The obesity information is lacking because the questionnaire did not directly examine this. Unlike questions on the other disease states which did not specifically relate to the respondent but rather to the incidence within the family, questions on weight and height are of necessity person-specific and may have met with an antagonistic response, because of perceived stigmatization. Therefore, questions on weight/height and obesity were not included. It is recognized that this issue is very important and future research of this nature will attempt to explore obesity prevalence in a non-intrusive manner.

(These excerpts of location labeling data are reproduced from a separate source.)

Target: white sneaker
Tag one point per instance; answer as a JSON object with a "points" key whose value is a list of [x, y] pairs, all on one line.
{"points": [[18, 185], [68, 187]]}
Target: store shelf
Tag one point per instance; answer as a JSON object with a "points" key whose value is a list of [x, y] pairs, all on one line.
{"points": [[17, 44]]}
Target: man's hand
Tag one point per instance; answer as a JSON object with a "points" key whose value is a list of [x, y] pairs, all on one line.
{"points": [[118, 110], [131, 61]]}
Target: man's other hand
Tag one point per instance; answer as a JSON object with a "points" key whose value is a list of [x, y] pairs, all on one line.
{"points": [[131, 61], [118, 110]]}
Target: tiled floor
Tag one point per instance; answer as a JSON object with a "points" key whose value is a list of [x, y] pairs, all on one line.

There is adequate representation of Arab families in the sample (12%) as compared to 13% in the general population. However, about 30% of Arab families suffer from food insecurity, thus were in fact underrepresented in the sample. As the initial stages of the proposed new initiative were in the central areas of the country, and many Arab villages and towns are in the periphery, they were underrepresented. However, the number of Arab families included is large enough to allow for statistical comparisons.
In addition, there may be municipalities which, for various reasons, do not participate in the National Food Security Project and their health and socio-demographic characteristics may be different.